14 Monate hat die Staatsanwaltschaft gegen den Bremer Bürgerschaftsabgeordneten Helmut Pflugradt (CDU) wegen sexueller Nötigung ermittelt. Der 22jährige Belgier André W. hatte ihm vorgeworfen, er habe ihn im November 1994 vergewaltigt. Jetzt ist das Verfahren „mangels hinreichenden Tatverdachts“ eingestellt worden.

Herr Pflugradt, das Ermittlungsverfahren gegen Sie ist eingestellt worden. Sind Sie erleichtert?

Ja, aber es bleibt auch Verbitterung zurück. Ich will jetzt nicht in eine Presseschelte einsteigen, aber einige Artikel in den Zeitungen haben mich sehr betroffen gemacht. Vor allem, weil ich zum Teil völlig falsch zitiert worden bin. Ich habe z.B. nie bestritten, daß ich den jungen Mann kennengelernt habe.

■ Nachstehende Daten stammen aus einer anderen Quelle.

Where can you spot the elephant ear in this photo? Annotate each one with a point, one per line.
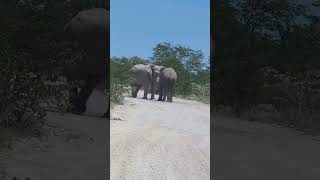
(150, 69)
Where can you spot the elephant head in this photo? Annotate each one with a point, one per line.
(90, 29)
(144, 76)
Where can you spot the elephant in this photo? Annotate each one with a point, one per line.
(144, 76)
(167, 83)
(90, 29)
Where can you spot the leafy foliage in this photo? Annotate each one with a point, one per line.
(255, 38)
(33, 49)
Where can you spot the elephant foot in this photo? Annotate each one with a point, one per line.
(105, 115)
(77, 109)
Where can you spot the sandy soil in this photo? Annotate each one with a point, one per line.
(77, 148)
(160, 140)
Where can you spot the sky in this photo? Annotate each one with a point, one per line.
(136, 26)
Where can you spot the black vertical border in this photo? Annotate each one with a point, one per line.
(212, 76)
(108, 89)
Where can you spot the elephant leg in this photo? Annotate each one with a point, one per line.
(136, 90)
(146, 89)
(152, 91)
(165, 93)
(132, 92)
(160, 93)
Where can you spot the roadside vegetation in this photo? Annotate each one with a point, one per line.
(267, 63)
(193, 74)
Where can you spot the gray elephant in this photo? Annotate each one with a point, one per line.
(144, 76)
(167, 83)
(90, 29)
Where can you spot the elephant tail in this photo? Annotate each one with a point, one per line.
(66, 27)
(173, 86)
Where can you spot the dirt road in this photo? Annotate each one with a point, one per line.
(160, 140)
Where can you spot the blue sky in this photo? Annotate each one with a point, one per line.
(136, 26)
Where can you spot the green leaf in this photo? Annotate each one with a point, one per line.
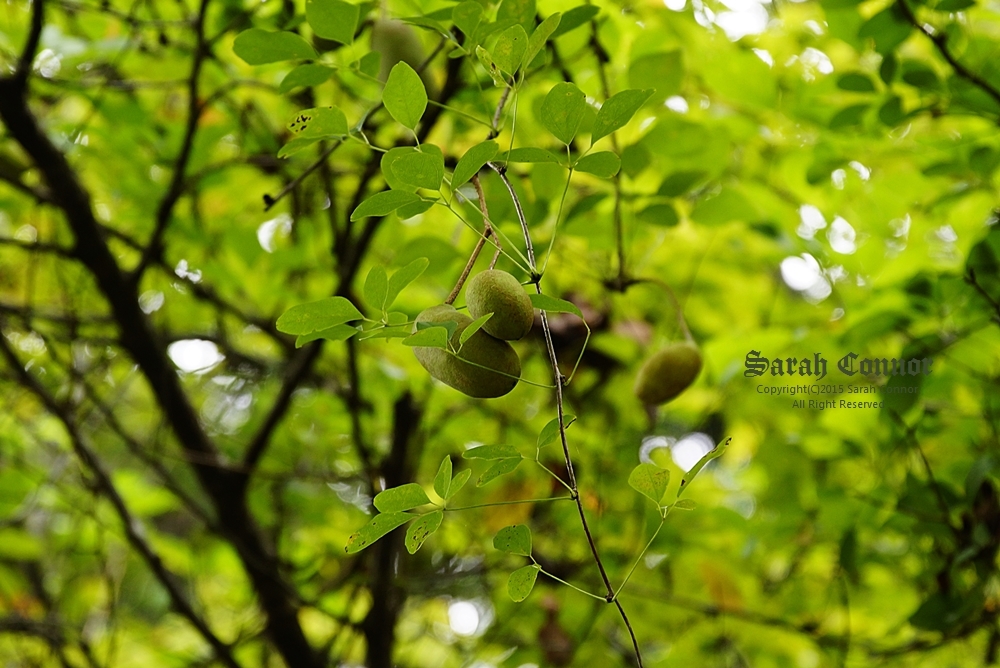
(603, 163)
(458, 482)
(486, 60)
(649, 480)
(888, 29)
(856, 82)
(514, 539)
(492, 452)
(431, 337)
(403, 277)
(314, 316)
(575, 18)
(702, 463)
(521, 582)
(540, 36)
(384, 203)
(517, 11)
(335, 333)
(662, 215)
(379, 526)
(259, 47)
(562, 111)
(510, 49)
(442, 481)
(419, 169)
(467, 16)
(333, 19)
(555, 305)
(473, 160)
(501, 467)
(528, 154)
(473, 327)
(617, 111)
(404, 95)
(419, 531)
(662, 71)
(376, 287)
(550, 432)
(404, 497)
(305, 76)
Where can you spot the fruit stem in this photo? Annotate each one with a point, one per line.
(479, 245)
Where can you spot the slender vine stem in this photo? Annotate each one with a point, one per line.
(560, 380)
(510, 503)
(479, 244)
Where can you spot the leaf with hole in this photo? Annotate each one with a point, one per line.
(405, 497)
(259, 47)
(562, 111)
(442, 481)
(473, 160)
(492, 452)
(384, 203)
(617, 111)
(376, 287)
(314, 316)
(420, 169)
(521, 582)
(403, 277)
(419, 531)
(603, 163)
(500, 468)
(649, 480)
(510, 49)
(540, 35)
(404, 95)
(379, 526)
(335, 333)
(333, 19)
(514, 539)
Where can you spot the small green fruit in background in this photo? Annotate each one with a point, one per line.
(481, 348)
(668, 373)
(497, 292)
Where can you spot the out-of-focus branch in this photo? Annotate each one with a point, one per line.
(134, 530)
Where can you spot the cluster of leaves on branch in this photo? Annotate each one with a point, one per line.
(220, 221)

Sie haben lange Zeit geschwiegen. Warum?

Es ist schließlich nicht leicht, sich zu diesem Thema öffentlich zu äußern. Außerdem hat mir mein damaliger Anwalt dazu geraten.

Wegen der Bürgerschaftswahl im Mai?

Damit hatte das nichts zu tun. André W. hat sehr widersprüchliche Angaben gemacht. Wenn ich mich geäußert hätte, hätte er seine Aussagen womöglich angepaßt.

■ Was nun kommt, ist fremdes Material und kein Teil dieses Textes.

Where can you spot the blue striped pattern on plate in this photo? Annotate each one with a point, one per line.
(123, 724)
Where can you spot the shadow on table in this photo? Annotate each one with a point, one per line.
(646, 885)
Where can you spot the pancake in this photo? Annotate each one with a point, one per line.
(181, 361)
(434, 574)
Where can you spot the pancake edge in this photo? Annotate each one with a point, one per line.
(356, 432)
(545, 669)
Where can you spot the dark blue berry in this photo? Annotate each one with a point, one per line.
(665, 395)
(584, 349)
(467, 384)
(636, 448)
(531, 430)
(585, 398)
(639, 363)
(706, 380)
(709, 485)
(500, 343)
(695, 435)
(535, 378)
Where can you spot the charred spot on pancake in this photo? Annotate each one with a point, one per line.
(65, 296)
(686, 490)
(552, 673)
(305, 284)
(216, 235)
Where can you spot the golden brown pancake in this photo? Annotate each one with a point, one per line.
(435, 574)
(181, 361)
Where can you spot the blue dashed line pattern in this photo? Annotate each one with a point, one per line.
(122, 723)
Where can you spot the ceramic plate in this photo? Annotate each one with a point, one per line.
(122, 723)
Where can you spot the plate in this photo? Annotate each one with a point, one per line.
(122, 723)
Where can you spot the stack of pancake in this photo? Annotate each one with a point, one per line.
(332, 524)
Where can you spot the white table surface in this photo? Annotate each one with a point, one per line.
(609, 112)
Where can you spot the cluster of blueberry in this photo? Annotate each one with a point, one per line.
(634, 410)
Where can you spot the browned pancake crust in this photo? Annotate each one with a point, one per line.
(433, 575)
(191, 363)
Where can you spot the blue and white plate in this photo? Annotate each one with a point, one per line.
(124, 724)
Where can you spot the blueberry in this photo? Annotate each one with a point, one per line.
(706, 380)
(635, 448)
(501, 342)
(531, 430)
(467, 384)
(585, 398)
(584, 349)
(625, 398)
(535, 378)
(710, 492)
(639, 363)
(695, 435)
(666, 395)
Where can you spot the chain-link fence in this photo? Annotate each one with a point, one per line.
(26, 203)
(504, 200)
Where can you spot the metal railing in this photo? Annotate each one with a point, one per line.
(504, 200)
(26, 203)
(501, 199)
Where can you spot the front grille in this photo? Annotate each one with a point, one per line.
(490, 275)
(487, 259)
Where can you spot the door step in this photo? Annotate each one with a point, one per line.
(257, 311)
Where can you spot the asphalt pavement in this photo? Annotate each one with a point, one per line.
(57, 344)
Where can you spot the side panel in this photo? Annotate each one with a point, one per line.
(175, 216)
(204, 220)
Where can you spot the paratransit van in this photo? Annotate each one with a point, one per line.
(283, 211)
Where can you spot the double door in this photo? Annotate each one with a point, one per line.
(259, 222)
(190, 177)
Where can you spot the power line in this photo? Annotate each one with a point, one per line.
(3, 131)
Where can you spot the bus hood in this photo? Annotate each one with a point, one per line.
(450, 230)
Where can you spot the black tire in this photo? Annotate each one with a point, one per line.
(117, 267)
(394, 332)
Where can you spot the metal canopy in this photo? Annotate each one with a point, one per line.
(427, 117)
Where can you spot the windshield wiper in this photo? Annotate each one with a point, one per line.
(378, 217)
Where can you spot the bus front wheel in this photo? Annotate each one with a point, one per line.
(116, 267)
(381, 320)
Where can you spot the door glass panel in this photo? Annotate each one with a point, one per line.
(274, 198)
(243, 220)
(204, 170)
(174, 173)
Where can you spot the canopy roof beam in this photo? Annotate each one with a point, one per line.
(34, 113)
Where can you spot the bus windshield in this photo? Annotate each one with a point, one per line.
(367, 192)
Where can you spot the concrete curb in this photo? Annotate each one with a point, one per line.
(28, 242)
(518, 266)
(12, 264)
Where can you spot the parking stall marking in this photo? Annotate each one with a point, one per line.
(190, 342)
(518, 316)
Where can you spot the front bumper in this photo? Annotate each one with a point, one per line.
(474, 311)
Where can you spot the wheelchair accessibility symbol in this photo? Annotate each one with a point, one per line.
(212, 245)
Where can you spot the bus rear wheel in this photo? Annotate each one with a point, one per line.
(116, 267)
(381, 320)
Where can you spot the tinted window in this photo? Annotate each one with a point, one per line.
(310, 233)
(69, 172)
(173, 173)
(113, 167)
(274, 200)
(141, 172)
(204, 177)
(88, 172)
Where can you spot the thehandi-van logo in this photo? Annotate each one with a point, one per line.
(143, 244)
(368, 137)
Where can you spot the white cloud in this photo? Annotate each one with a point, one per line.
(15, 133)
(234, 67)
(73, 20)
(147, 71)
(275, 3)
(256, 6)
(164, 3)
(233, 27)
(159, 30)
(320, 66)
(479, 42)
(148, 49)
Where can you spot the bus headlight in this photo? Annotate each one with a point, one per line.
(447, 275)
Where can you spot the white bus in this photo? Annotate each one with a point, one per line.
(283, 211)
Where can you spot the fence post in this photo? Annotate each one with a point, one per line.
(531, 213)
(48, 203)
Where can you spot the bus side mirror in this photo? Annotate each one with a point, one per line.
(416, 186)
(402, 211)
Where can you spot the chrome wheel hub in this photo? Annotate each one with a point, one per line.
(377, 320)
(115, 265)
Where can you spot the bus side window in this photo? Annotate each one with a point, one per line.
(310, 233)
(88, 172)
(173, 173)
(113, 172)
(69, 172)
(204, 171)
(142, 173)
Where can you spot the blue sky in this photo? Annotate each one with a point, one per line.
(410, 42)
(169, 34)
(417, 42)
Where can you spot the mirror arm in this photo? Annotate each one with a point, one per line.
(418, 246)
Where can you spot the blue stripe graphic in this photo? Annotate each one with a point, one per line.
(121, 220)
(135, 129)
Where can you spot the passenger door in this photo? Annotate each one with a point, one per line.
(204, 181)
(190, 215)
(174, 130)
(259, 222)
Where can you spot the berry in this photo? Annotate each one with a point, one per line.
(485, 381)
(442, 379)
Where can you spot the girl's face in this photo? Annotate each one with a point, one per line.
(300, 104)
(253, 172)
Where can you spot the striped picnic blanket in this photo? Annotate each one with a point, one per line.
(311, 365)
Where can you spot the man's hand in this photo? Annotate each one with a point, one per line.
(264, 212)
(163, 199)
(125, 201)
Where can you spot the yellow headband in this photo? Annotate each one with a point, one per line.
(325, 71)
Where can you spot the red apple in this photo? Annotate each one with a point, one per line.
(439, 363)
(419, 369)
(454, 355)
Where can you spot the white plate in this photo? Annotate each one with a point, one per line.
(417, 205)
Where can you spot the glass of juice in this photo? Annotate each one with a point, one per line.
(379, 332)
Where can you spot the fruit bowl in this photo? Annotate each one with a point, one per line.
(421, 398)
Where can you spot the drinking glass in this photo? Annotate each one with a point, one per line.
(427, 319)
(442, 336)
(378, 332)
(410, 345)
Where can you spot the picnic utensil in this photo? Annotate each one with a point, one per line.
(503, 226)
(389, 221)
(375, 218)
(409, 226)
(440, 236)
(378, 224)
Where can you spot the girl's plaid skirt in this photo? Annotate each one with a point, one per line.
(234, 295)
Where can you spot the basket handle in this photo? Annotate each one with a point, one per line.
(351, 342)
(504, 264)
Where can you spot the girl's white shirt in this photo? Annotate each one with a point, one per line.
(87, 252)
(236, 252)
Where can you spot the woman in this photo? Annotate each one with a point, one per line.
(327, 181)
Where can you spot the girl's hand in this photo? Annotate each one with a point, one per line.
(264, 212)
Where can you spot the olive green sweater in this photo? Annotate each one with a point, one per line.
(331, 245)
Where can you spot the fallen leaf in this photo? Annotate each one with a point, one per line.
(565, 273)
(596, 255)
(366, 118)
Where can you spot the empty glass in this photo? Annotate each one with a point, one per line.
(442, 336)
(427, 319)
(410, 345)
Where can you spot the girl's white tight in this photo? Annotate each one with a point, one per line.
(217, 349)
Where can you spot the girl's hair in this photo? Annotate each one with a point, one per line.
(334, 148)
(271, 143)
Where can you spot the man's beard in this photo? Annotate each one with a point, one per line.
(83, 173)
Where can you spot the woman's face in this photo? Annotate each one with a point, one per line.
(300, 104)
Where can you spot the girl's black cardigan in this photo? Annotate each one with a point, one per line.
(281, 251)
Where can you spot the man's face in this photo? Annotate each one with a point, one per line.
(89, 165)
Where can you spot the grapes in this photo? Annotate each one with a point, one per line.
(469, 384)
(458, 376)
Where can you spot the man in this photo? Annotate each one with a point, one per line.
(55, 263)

Ihren Posten als stellvertretender Fraktionschef haben Sie ruhen lassen. Sind Ihnen dadurch finanzielle Nachteile entstanden?

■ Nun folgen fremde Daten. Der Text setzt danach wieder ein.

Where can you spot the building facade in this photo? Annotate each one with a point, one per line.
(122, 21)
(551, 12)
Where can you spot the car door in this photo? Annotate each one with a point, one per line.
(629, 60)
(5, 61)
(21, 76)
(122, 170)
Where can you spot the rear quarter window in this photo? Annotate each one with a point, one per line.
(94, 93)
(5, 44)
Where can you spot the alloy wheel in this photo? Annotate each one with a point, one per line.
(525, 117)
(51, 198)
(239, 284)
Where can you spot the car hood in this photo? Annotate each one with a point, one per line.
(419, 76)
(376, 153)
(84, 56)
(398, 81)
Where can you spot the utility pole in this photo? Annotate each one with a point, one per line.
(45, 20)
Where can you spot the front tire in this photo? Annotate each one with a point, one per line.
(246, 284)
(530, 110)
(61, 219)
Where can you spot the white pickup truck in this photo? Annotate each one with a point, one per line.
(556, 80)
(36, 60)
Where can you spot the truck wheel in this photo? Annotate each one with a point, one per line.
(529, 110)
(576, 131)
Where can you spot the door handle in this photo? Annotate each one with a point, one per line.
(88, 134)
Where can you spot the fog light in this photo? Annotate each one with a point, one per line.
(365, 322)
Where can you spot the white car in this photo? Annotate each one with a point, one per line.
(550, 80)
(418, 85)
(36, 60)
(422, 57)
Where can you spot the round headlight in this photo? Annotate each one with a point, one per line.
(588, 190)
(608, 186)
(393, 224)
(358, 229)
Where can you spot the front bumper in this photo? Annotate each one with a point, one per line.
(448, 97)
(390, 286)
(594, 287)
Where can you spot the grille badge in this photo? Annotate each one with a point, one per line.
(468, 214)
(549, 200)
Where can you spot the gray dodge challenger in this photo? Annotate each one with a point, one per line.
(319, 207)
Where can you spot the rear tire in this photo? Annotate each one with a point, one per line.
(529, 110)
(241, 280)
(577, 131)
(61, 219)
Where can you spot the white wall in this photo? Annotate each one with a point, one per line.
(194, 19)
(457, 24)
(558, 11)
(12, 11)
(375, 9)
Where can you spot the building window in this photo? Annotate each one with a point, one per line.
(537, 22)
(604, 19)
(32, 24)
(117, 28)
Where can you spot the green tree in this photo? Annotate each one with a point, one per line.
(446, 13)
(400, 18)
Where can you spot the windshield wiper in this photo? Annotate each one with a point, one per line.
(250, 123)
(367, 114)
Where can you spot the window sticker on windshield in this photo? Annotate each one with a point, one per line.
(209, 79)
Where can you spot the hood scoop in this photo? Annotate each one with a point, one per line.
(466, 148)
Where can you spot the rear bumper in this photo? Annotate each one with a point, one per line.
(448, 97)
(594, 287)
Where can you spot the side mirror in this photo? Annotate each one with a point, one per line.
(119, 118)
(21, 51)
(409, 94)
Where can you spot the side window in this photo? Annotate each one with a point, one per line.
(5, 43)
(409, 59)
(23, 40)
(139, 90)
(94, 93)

Also, mein Anwalt macht seine Arbeit ja nicht umsonst. Wenn ich bedenke, was durch dieses Verfahren für Kosten entstanden sind – natürlich habe ich Einbußen gehabt.

In der CDU-Fraktion hat es auch Stimmen gegeben, die sie aufgefordert haben, persönliche Konsequenzen zu ziehen, um Schaden von der Partei abzuwenden.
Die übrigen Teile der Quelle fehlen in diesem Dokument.